The A300's were delivered in the late 80's through the early-mid 90's. Initially an order for 25 was placed which were leased. AA got these aircraft at a nearly fire-sale price because Airbus was trying to make inroads with airlines in North American were at the time almost all Boeing and MDC customers. Crandell went to Airbus, along with Fokker to show Boeing & MDC they didn't have to buy from them and a corner of the orders for AA, and a way get more favorable prices. The first 25 A300's came with unbelievable lease terms favorable for AA. If AA was unsatisfied with the A300's, they could return them on 30 days notice at no cost.
The A300's were initially deployed on routes at AA's new and rapidly expanding MIA hub. They flew many Caribbean, SJU, and Central America routes, as well as routes up and down the East Coast. AA was so happy with the 25 A300's they had, so they went and ordered another 10 that they bought.

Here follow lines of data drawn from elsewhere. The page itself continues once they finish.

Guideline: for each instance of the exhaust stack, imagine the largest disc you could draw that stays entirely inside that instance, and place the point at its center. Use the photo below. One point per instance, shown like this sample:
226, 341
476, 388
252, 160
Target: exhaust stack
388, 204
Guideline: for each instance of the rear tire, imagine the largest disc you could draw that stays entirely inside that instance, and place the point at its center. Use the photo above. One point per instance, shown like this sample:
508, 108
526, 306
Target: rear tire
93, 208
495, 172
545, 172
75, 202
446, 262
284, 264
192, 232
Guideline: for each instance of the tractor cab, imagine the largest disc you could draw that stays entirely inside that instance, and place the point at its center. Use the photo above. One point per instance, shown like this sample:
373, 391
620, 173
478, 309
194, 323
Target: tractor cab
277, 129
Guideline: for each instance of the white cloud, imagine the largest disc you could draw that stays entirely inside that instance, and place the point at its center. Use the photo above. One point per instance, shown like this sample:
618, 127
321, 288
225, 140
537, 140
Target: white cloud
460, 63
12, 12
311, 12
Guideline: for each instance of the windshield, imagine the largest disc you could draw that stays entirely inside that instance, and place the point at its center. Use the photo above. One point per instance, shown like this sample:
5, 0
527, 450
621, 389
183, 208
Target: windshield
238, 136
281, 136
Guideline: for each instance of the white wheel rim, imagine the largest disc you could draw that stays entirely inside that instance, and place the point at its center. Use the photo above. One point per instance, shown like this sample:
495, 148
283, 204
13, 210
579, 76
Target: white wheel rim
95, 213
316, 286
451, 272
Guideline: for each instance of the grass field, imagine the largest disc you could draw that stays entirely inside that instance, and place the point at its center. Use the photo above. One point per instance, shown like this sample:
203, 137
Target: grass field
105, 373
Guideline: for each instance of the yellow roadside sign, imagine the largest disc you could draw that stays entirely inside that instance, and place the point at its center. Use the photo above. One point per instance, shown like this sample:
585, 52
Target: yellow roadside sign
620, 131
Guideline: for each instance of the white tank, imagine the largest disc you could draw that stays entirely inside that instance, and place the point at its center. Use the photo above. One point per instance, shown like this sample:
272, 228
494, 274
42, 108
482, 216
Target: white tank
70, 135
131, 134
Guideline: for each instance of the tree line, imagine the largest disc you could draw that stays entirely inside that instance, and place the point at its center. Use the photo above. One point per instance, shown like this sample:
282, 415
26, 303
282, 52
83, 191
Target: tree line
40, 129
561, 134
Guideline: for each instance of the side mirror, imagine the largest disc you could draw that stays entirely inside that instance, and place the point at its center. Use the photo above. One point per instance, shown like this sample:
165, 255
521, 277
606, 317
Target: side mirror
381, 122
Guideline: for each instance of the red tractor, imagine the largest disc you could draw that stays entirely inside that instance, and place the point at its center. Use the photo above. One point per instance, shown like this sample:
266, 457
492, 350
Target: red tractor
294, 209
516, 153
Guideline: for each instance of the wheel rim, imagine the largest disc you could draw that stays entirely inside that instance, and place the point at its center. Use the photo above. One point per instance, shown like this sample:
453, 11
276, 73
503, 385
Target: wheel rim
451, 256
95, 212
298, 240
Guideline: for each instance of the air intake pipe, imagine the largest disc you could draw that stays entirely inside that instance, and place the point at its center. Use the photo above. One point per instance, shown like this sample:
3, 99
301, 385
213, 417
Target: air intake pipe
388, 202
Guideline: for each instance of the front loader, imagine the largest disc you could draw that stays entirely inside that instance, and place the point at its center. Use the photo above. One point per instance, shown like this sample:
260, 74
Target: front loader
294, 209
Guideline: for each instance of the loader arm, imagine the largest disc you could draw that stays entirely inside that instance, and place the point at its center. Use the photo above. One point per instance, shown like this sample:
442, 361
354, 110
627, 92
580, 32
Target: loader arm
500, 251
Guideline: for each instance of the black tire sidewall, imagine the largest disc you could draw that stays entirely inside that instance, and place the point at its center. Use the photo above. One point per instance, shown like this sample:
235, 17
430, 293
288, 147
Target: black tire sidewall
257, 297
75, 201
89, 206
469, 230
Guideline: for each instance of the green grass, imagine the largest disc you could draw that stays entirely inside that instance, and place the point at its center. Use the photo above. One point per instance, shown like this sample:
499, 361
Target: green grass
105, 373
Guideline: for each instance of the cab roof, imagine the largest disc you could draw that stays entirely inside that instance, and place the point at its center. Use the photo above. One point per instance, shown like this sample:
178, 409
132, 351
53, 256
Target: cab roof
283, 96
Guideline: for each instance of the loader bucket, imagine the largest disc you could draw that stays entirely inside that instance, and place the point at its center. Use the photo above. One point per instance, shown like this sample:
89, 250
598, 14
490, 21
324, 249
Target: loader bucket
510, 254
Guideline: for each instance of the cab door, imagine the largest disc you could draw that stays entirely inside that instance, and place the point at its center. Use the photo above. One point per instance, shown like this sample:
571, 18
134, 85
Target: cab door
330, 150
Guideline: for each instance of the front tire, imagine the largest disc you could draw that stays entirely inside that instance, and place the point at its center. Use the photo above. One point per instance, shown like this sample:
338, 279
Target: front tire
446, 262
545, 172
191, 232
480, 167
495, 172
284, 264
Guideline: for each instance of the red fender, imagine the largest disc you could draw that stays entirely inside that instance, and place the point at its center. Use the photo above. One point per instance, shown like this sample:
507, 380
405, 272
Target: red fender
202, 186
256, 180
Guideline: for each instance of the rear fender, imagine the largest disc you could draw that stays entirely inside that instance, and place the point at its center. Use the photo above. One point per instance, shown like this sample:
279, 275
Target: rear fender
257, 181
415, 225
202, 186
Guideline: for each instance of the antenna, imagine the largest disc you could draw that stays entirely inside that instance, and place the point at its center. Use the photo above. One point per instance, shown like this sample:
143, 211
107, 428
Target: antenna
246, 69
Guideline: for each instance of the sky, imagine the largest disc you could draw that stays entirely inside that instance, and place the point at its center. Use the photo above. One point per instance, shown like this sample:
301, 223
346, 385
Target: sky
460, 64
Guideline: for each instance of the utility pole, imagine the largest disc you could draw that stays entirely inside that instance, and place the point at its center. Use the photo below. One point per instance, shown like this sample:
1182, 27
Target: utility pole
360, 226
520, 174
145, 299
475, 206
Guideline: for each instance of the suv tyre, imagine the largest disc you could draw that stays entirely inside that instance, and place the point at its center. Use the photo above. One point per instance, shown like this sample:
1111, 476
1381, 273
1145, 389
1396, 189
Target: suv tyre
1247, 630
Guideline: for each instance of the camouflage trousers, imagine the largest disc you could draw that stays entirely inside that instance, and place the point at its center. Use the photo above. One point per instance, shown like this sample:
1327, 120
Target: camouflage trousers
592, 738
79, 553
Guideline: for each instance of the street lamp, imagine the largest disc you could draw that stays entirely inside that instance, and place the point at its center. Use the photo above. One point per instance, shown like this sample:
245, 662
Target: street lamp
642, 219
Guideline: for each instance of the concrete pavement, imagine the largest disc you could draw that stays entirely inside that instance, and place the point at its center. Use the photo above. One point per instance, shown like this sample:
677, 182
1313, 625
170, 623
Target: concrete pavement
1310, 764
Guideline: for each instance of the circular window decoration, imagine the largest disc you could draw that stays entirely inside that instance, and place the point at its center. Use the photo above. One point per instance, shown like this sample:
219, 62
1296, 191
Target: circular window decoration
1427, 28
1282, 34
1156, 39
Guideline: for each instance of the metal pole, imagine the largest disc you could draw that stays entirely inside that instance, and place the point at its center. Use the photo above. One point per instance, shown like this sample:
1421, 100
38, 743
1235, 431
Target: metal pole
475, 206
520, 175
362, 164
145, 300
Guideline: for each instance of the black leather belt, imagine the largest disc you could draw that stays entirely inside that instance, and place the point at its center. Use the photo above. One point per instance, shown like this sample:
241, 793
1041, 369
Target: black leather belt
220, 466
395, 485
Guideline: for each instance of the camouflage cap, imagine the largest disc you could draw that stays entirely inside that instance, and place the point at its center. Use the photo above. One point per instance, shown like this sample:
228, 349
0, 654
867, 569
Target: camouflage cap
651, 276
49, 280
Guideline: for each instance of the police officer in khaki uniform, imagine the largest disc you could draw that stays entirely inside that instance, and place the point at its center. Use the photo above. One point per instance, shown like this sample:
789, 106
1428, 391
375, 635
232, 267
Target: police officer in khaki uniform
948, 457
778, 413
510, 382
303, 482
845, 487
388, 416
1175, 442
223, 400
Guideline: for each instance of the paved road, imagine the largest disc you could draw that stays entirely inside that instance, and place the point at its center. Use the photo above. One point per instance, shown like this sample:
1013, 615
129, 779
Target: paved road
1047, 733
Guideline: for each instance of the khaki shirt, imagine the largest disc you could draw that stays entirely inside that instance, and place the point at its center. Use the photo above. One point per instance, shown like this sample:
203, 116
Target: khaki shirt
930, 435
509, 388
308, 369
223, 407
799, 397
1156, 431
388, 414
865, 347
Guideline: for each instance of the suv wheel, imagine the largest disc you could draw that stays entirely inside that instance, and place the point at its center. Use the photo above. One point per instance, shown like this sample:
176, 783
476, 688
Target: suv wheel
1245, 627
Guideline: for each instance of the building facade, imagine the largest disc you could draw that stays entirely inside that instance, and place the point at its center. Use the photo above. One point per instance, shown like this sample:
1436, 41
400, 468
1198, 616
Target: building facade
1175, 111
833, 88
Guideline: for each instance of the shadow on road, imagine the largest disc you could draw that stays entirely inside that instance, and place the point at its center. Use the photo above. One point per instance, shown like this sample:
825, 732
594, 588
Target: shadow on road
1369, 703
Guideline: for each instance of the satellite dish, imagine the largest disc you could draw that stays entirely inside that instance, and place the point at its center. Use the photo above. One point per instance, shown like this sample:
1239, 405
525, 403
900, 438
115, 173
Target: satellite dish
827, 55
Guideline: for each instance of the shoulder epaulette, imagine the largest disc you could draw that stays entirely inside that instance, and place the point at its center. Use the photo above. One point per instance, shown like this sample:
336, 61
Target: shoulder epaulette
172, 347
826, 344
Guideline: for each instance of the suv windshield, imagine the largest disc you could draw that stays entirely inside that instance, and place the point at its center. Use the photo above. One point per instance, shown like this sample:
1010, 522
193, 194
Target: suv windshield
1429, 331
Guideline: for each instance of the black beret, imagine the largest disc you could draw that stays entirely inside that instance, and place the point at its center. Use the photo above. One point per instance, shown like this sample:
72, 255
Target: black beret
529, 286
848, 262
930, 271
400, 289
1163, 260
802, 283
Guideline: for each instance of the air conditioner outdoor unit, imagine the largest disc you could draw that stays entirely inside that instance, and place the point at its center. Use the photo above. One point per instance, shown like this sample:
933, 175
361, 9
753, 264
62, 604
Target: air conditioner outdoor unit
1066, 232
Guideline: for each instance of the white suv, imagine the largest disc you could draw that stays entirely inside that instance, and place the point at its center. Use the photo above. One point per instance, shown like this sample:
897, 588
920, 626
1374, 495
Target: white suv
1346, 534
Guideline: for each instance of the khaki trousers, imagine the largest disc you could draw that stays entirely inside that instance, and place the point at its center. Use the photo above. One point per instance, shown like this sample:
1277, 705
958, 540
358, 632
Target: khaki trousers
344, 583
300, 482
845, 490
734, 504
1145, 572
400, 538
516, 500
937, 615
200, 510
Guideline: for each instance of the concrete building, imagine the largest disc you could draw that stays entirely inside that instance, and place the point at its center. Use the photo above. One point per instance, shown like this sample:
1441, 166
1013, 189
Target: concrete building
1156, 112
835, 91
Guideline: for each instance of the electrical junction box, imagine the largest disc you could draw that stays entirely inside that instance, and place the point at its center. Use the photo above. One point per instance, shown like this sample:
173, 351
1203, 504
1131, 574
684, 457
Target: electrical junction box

Around the time of the A300 came online AA was beginning to receive the new 767-300's, these were deployed on the expanding Trans-Atlantic network, especially after AA got TWA's LHR routes. The airline industry took a nose-dive in the early '90's, around the Gulf War time and the ensuing recession. AA was shedding capacity...727-100's were being retired....then there was the decision about the widebody fleet. The choice was to return the leased A300's or retire older DC-10's. The choice was very close in terms of the numbers, and a little persuading by Airbus helped the deal along. Airbus offered for the skin replacement on AA's A300's at no charge so the aircraft would now match the other silver birds of the fleet, instead of the composite gray. The earliest of the DC-10's were retired in the mid-90's lasting through until the end of 2000.
A300's took over DC-10 flying down in the Caribbean. As AA's Latin America market and Trans-Atlantic markets grew in the mid-90's, AA converted some A300's over to be used in 3-Class Trans-Atlantic configuration. These were the only aircraft besides the 777's to have PTV's. They flew routes such as JFK/EWR/BOS - LHR. Other than those few in 3-Class, the A300's were confined to SJU & MIA. They've flown MIA-Eastern Seaboard. SJU-Eastern Seaboard, and Caribbean & Latin America since. AA did fly A300's on MIA-ORD at some point in the mid-90's. I really don't know if they ever flew MIA-DFW or not. However, these aircraft have never been based out of ORD or DFW.
This past winter, the A300's were pulled from Trans-Atlantic service. Of course AA lost one A300 near JFK last November. The media incorrectly mis-intepreted the end of A300 Trans-Atlantic service due to Flight 587. This actually was a planned move. Earlier in 2001, AA placed an order for 15 new 767-300ER's. 9 were to replace TWA's hodge-podge fleet of 763's, and the remaining 7 were meant to replace AA's Trans-Atlantic A300's, with the A300's being reconfigured to 2-Class and deployed with the others out of AA. The rational behind this move was to provide a consistent Trans-Atlantic product of 767's & 777's and to also reduce the need for ordering additional narrowbody aircraft for MIA & Caribbean flying in order to use resources elsewhere. Due to the capacity reductions after 9/11, AA had enough available 767's & 777's to pull the A300's from Trans-Atlantic service even without the additional order of 763's that was to delivered beginning in summer of 2002, which has now been reduced to 9 and deferred until Summer 2003. It should be noted that AA is only flying 767-300's and 777's across the pond currently. The other logic behind this move was the removal of a fleet sub-type. Currently there are A300's out or service, stored in the desert out in Roswell, NM. These were some of the Trans-Atlantic A300's that will return to service when the capacity is needed.
AA has no plans of retiring the A300's anytime soon. They are currently between 9-14 years old. Since they are mostly medium haul aircraft, they don't get anywhere near the number of cycles that the narrowbodies get. They will be around likely through the end of the decade. As said before, their cargo capacity is a very important reason for their use. What they carry below deck is just as important as what is on top. The 767 doesn't even come close to matching the cargo capacity of the A300-600R.